Announcing: Book “Functional Reactive Programming” from Manning Publications

coverAnnouncing Functional Reactive Programming the book by Stephen Blackheath and Anthony Jones from Manning Publications

The book is in production – update: Nearly finished! Available through MEAP (Manning Early Access Program). The first chapter is free. The book will be Deal of the Day July 15: Half off my book Functional Reactive Programming. Use code dotd071516au at http://bit.ly/29ES8Oc

We’ve dealt with event handling frustrations over the years, and this led us to FRP and to writing Sodium. We think FRP is a game changer for user interfaces, video games, control applications and anywhere else an event-based programming model is found. So we decided to write a book that brings FRP to the coalface for a general programming audience. Underlying functional programming concepts are introduced along the way. We show you how to think in FRP using a range of FRP systems and languages.

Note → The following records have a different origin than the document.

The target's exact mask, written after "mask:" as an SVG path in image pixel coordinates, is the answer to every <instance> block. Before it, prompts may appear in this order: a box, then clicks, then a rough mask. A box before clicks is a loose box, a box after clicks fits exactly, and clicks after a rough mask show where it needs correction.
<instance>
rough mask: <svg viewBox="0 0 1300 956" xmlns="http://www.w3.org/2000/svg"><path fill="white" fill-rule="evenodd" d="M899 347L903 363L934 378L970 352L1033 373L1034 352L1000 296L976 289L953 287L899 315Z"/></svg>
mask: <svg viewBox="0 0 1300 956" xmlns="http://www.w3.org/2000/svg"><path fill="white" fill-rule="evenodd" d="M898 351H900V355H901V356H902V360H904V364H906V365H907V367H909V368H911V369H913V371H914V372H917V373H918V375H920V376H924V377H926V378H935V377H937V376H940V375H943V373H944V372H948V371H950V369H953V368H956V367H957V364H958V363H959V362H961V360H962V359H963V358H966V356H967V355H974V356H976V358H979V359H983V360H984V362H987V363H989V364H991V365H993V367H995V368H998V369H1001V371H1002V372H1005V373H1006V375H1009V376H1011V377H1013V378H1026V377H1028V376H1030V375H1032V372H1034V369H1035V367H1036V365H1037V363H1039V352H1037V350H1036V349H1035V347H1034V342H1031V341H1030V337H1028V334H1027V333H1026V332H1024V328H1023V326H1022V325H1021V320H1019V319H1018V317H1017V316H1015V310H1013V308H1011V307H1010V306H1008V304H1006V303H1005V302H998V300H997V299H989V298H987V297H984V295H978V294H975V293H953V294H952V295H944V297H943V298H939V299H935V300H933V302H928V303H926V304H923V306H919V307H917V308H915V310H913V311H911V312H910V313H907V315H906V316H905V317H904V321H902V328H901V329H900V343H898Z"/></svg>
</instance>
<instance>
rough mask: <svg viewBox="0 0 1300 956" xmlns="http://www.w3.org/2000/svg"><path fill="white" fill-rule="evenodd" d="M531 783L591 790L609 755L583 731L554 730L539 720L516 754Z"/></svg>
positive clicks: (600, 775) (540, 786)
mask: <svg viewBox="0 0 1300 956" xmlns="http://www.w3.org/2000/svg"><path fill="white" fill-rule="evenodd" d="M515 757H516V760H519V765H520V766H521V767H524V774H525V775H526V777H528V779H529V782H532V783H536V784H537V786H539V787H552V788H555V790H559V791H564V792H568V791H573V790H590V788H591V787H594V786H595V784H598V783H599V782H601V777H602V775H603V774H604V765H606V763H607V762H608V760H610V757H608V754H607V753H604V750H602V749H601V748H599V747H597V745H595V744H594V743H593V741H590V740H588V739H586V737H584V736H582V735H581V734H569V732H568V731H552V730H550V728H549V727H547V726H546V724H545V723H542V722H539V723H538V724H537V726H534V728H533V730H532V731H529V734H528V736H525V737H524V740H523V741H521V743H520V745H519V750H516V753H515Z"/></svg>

Announcing: Scala implementation of Sodium

The Sodium team is delighted to announce that Mark H. Butler has ported Sodium to Scala! Thank you so much, Mark.

@Test
def testAccum() {
  val ea = new StreamSink[Int]()
  val out = new ArrayList[Int]()
  val sum = ea.accum[Int](100, (a, s) => a + s)
  val l = sum.updates().listen(out.add(_))
  List(5, 7, 1, 2, 3).foreach(ea.send(_))
  l.unlisten()
  assertEquals(Arrays.asList(105, 112, 113, 115, 118), out)
}

Announcing: C# implementation of Sodium

The Sodium Project is proud to announce a C# implementation of Sodium, by Michael Lund. C# has been on our wish list for a long time, so thank you Michael for your hard work!

    [Test]
    public void TestAccum()
    {
      var ea = new EventSink<Integer>();
      var @out = new List<Integer>();
      Behavior<Integer> sum = ea.Accum<Integer>(100, (a, s) => a + s);
      Listener l = sum.Value().Listen(x => { @out.Add(x); });
      ea.Send(5);
      ea.Send(7);
      ea.Send(1);
      ea.Send(2);
      ea.Send(3);
      l.Unlisten();
      CollectionAssert.AreEqual(new[] { 100, 105, 112, 113, 115, 118 }, @out.Select(x => (int)x));
    }